Lara, I think you've managed to get so stressed about this you're reading more negativity into things than is helpful for you. For example, that email from your supervisor you quote on page two - he's not saying that you *can't* write your thesis or that you're not capable of defending in your viva. He's saying that he's not prepared to endorse your ambition until you've shown him a plan. It does sound as though things have been difficult in the past when dealing with him, but please don't give yourself extra stress by interpreting things as being more critical than they acrually are. I reckon the best way to get him on side is probably to keep as cool a head as poss when dealing with him.
yah i think you're right.
i think i'm probably losing it abit. i isolated myself away from my friends and family. and havent taken a break, so i might be overly sensitive.
i guess i just focused on this part of his email and didnt see anything else
"It's a lot of work for ***** and I to organise examiners and then commit to the endless hours going through your thesis.
"We are certainly not prepared to take this any further, in particular by contacting our peers to ask them to take on the task of examining you, until we are satisfied that once the process has started, you will complete it".
i guess i felt that i was a burden on them, and that they didnt want to spend countless hours helping me with my thesis and dont want to arrange examiners.
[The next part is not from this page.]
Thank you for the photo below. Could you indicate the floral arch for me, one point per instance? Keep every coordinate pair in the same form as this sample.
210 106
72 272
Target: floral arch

i am really emotional and super sensitive these days. and just focused on one part of the email. and then just saw red. and lost it. i'm much calmer now.
lara, i think you might be taking the email too personally. your sup is saying that he won't go to a whole load of effort (by organising examiners, reading thesis bits etc) without feeling relatively secure that this will all be worth it (= finished phd degree) in the end. that is only fair. you wouldn't want to go to a whole load of effort for someone else without being sure that it's worth it either.
i think this is your chance to make a realistic battle plan of your thesis write-up until september, discussing it with him and to show him that you are a sensible person who is willing to do what it takes to get her degree in time by setting deadlines with him (and not only yourself) and sending your stuff in on time. suggesting regular meetings will also show him that you are willing to dedicate everything you've got to meeting your deadline in september.
i'm on the same time-schedule as you and i've started meeting up with my examiners, discussing literature and topics with them and meeting at regular intervals to discuss my progress. a very satisfying feeling, even if it was scary contacting them in the beginning (having not seen them for over 2 years...). i'm a much worse procrastinator than you are and yet i can still see myself finishing my degree in september, even if i have a nervous breakdown afterwards
you gotta be positive, not discuss the past (my philosophy examiner doesn't even know why i went missing the past 2 years, that's none of their business), but plan the future with your sup!!!
Thanks everyone for your help and advice yesterday.
The welfare advisor phoned me this morning, and has arranged me to meet both the university counseller and advisor this week.
And my graduate tutor at qmul, has also emailed me, asking if I was okay.
so it's nice to have that support. So now I don't feel so stressed, about the examination forms, and what my supervisor said, and whether he will arrange examiners or not, because it doesn't matter, one way or the other, it will get sorted out, and I can now just focus on my writing and my thesis.
Lara - well done I'm really pleased you're getting things sorted!
Swantje - UCL is a great place; good luck!
pamplemousse, thanks
that was a really good idea to seek counselling. and thanks to Bilbobagins for finding the link
i'm glad. I just finished writing up details of all the years of my phd, in preparation for my couselling session and the welfare advisor meeting. it's actually weird to see it all on paper. usually i just see it as a blur.
today i feel so tired, all day, felt very tired. my body actually aches. i think for the past few weeks i was on an adrenalin rush, and yesterday just had a breakdown. now my body is just "tired". like a deflated balloon.
but psychologically and emotionally, i feel fine. my best friend called me and suggested i take minutes at the meeting with my supervisor, and that before the meeting starts, to tell them "i will be taking minutes of the meeting"
that way they are less likely to get personal and aggressive with me.
that way i can keep a record of what he says and what we agree upon. and that way i wont get emotional, but feel that i am being professional, almost like detached. that has really made me feel better, because i was feeling very scared and anxious meeting my supervisor. i still do feel that way, but feel that can do something constructive if he begins to berate me.
i havent done anywork on my thesis though. i will start fresh tommorow, and do that phd mind map.
I think it's always helpful to take minutes anyway. If not for any reason other than my memory is like a sieve!
I file emails/other correspondence too, more so I have things to hand then any other reason. If the emails are still upsetting you it might be worth printing out the latest, putting them in a folder and writing in very BIG WRITING email/correspondence folder. Pull it out with your other stuff when you have your meeting (you don't even need to draw attention to it). You might be surprised by how people (in general) start to be a bit more cautious once they realise what they've written is in print.
As far as i'm concerned email is the worst of both worlds. It's sufficiently informal for people to think they can get away with what you might say in person. But it appears like a letter does, tho' without the benefits of handwriting and phone calls, in which you can read intonation much better. The number of times I've tried to work out exactly what my sup intends by what he's written in an email!